At oral argument of this matter on August 20, 1980, the author of this opinion indicated that in his personal opinion the professional activities of Beus in Phoenix in the representation of his California clients, including particularly Eye Encounter, by telephone and by correspondence, were not activities "in the State of California" within the meaning of rule 983(a). Counsel for petitioner expressed surprise at this interpretation of the rule and requested permission to brief the question. We thereupon deferred submission of this case for 40 days in order to allow the preparation of appropriate supplemental briefs by petitioner [111 Cal. App. 3d 711] and the real party in interest, Eye Encounter, upon this question. Such briefs have now been filed and have been duly considered.

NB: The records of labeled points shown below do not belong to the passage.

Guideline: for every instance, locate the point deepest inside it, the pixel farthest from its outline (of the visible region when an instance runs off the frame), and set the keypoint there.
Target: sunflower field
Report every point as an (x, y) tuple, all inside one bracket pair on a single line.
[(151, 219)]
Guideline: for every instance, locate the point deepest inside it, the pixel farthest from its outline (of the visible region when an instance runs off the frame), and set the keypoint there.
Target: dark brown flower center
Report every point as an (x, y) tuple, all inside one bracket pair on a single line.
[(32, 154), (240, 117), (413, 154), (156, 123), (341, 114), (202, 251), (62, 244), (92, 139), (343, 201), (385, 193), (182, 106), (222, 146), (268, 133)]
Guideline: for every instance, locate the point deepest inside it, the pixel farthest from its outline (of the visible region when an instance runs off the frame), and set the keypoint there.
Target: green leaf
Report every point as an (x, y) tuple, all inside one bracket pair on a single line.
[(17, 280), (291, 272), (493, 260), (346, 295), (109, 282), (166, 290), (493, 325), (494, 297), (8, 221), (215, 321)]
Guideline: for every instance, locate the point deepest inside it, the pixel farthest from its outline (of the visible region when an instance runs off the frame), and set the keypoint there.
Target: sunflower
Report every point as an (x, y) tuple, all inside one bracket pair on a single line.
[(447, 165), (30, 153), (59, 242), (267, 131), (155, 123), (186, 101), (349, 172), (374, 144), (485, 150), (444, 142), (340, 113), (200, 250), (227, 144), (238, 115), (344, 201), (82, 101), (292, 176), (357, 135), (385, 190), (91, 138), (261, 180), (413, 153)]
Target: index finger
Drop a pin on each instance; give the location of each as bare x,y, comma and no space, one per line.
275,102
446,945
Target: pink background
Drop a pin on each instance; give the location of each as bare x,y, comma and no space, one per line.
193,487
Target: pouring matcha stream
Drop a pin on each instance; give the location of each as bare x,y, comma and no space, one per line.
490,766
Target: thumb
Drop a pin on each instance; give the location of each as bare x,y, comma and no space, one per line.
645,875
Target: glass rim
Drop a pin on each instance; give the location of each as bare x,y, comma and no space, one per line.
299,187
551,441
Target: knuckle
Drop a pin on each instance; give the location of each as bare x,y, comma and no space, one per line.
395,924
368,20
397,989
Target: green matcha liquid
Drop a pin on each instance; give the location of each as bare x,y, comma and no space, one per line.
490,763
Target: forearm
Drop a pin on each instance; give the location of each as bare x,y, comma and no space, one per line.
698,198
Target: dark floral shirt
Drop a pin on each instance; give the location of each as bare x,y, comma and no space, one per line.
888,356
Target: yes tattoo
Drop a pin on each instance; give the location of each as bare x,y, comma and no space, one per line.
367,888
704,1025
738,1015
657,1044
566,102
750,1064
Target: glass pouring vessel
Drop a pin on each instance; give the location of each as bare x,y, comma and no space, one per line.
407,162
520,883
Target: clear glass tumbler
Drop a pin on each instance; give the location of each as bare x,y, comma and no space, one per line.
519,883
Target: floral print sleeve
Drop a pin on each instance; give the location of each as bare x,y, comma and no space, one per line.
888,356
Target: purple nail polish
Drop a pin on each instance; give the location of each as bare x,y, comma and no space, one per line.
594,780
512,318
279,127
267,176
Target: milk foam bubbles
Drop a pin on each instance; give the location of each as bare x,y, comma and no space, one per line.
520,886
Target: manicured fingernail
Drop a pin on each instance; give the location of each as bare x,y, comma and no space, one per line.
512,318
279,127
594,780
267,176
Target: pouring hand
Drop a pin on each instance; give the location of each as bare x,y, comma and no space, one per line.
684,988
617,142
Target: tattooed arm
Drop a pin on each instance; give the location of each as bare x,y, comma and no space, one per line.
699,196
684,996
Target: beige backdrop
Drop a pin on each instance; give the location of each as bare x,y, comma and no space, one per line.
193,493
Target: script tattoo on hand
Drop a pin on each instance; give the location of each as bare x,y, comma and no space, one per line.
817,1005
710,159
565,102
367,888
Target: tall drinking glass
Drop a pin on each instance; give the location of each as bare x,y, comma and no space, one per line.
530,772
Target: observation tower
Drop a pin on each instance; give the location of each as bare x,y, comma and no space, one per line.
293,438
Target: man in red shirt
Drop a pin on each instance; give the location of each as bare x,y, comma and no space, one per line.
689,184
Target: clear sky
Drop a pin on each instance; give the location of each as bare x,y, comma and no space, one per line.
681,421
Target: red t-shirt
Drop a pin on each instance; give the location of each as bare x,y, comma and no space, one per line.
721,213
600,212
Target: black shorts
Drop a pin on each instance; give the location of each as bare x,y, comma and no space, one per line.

Petitioner argues in its specially authorized supplemental brief that Beus' professional activities in Arizona in furtherance of his practice for his California clients should be regarded under rule 983(a) as having occurred in California because such activities would have been so regarded for the purpose of a California court's jurisdiction over Beus' person, for the choice of California law if Beus had been sued for malpractice with respect to these activities and, finally, in any defamation action against Beus based on these activities.

[2] We may assume, for sake of discussion only, that what petitioner argues in these respects is the law, but we do not see how such law helps us in deciding how the words "activities in the State of California" in rule 983(a) should be construed. These words interpreted in an ordinary common sense fashion would seem to require that the activities of Beus covered by the rule be performed by him in California and not elsewhere. fn. 5 We so interpret these words. (Cf. Civ. Code, § 1644; County of Los Angeles v. Frisbie (1942) 19 Cal. 2d 634, 642 [122 P.2d 526].)

[1b] Nevertheless, we regard the question as to whether the aforestated activities by Beus in California, in the course of his general representation of Eye Encounter and its three stockholders over an approximately three-year period, constituted his regularly engaging in substantial activity in California within the meaning of rule 983(a) as being fairly close and one which the trial court therefore could have properly resolved either way. In other words, we think that the trial court quite properly could have determined Beus to be ineligible for the special limited admission he sought, but it did not do so and we cannot say on the record before us that its determination was so arbitrary, capricious and beyond the bounds of reason as to constitute an abuse of its discretion under rule 983(a). (Cf. Martin v. Cook (1977) 68 Cal. App. 3d 799, 807 [137 Cal. Rptr. 434]; see National Union Fire Ins. Co. v. Superior Court (1967) 252 Cal. App. 2d 568, 574 [60 Cal. Rptr. 535].) [111 Cal. App. 3d 712]


The alternative writ of mandate heretofore issued herein is discharged. The issuance of a peremptory writ of mandate herein is denied.

Allport, J., and Potter, J., concurred.

FN 1. In his deposition, Beus named those present and did not include Nosler. Alekel stated in his deposition that Nosler was present but that he did not recall Smith being there. Skeen, however, stated in his deposition that he, Smith and Nosler took part in the meeting.

FN 2. We judicially notice that this firm has an "a.v." rating in the 1 Martindale-Hubbell Directory (1980) and that Beus has a "b.v." rating therein (pp. 104, 115).

FN 3. The first ground of ineligibility stated in the rule obviously does not apply in this case.

FN 4. We note further that under the subdivision of the rule here applicable (subd. (a)) all that is required of Beus by way of professional reputation is that he be a member in good standing of the Arizona Bar--a status of his which is undisputed.

FN 5. This is not a proceeding to determine whether Beus has been engaged in the unauthorized practice of law in California. We therefore deem any discussion of such law irrelevant.